Tras la guerra civil española, aun cuando la homeopatía nunca fue prohibida por el régimen, fueron escasos los médicos que continuaron practicándola. También contribuyó el establecimiento de la Seguridad Social, con consultas médicas y medicamentos financiados a través de los impuestos de todos los ciudadanos.
Con la vuelta a la democracia, la homeopatía disfrutó de un renacimiento en España. El clima de libertad y democracia de los años setenta se unió a la corriente hippy de la época para potenciar un resurgimiento de las terapias alternativas frente a la medicina convencional. En la actualidad se autoclasifican como terapias «complementarias», indicando con ello que no deben entenderse como competencia de la medicina convencional, sino como un complemento.
En la actualidad, según fuentes del sector, casi un cuarto de millón de médicos de todo el mundo utiliza terapias homeopáticas sobre más de trescientos millones de pacientes.
Aunque existen leves variaciones entre los métodos de fabricación de preparados homeopáticos, el proceso puede resumirse de forma general de la siguiente manera: se coge un mililitro de la sustancia original, también llamada tintura madre, y se mezcla con noventa y nueve mililitros de agua pura. Se agita este preparado y así se obtiene una dilución de un centesimal de Hahnemann (1 CH). A continuación, se coge un mililitro de este preparado 1 CH y se repite la operación de dilución y agitación; así se consigue una dilución de dos centesimales (2 CH). Cada vez que se realiza una de estas mezclas, la sustancia original queda diluida cien veces más en el preparado final. Se supone que cuanto mayor es la dilución, más potente es el preparado homeopático.

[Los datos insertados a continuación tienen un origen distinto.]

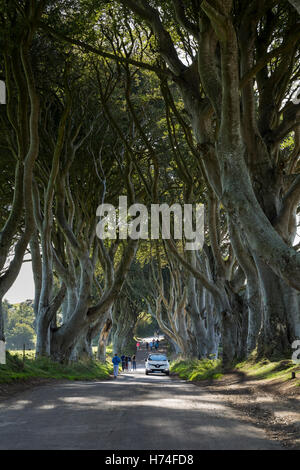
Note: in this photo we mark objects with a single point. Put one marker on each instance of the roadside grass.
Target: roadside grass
(196, 370)
(268, 370)
(16, 370)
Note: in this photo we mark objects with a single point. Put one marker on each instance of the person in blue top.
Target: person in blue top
(116, 361)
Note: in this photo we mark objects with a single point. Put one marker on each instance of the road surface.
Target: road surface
(132, 412)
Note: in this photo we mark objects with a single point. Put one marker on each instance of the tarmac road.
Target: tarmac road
(132, 412)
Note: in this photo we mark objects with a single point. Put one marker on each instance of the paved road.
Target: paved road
(133, 412)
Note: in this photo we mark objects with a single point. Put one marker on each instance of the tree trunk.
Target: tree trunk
(103, 338)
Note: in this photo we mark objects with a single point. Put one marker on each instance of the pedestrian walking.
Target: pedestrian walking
(123, 362)
(116, 361)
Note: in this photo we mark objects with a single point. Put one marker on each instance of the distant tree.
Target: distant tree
(19, 325)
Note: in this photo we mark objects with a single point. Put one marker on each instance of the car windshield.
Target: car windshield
(157, 357)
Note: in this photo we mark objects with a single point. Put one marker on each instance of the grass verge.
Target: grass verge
(16, 370)
(268, 370)
(196, 370)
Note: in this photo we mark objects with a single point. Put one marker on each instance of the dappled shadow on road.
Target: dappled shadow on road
(132, 412)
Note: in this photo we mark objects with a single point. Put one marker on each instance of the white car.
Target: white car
(157, 363)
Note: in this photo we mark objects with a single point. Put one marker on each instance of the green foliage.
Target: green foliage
(45, 368)
(145, 325)
(265, 369)
(195, 370)
(19, 325)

Las píldoras homeopáticas están hechas de sustancias inertes, normalmente de algún azúcar, sobre las que se deposita una gota del preparado homeopático. Existen otras nomenclaturas, formatos y métodos para fabricar preparados homeopáticos, pero todos ellos son leves variaciones del método descrito por Hahnemann, así que en esencia todos los preparados homeopáticos son semejantes.
Por analogía con los medicamentos, un preparado homeopático parece tener una pequeñísima presencia de principio activo y, como excipientes, el agua o algún azúcar. Sin embargo, esto no es siempre así. Las diluciones sucesivas, si son suficientemente elevadas, tienen como consecuencia la completa desaparición del principio activo.
Para entender por qué termina por desaparecer el principio activo al hacer las sucesivas diluciones homeopáticas, resultará ilustrativo el siguiente ejemplo: para hacer la primera dilución tomamos un mililitro de la tintura madre (líquido con el principio activo) y lo disolvemos en noventa y nueve mililitros de agua. Así conseguimos una dilución 1 CH. Si de esa dilución 1 CH tomamos un mililitro, y lo disolvemos en otros noventa y nueve mililitros de agua, tendremos una dilución 2 CH. Con cada dilución, la proporción de tintura madre se hace más y más pequeña, y lo hace de forma exponencial, no lineal. Tanto es así que, a partir de cierta cantidad de diluciones, en el preparado homeopático no quedará ni un átomo de principio activo. Ni un solo átomo. Y no hace falta que hagamos cientos de diluciones. En un preparado 13 CH ya es altamente improbable encontrarse con un solo átomo de principio activo.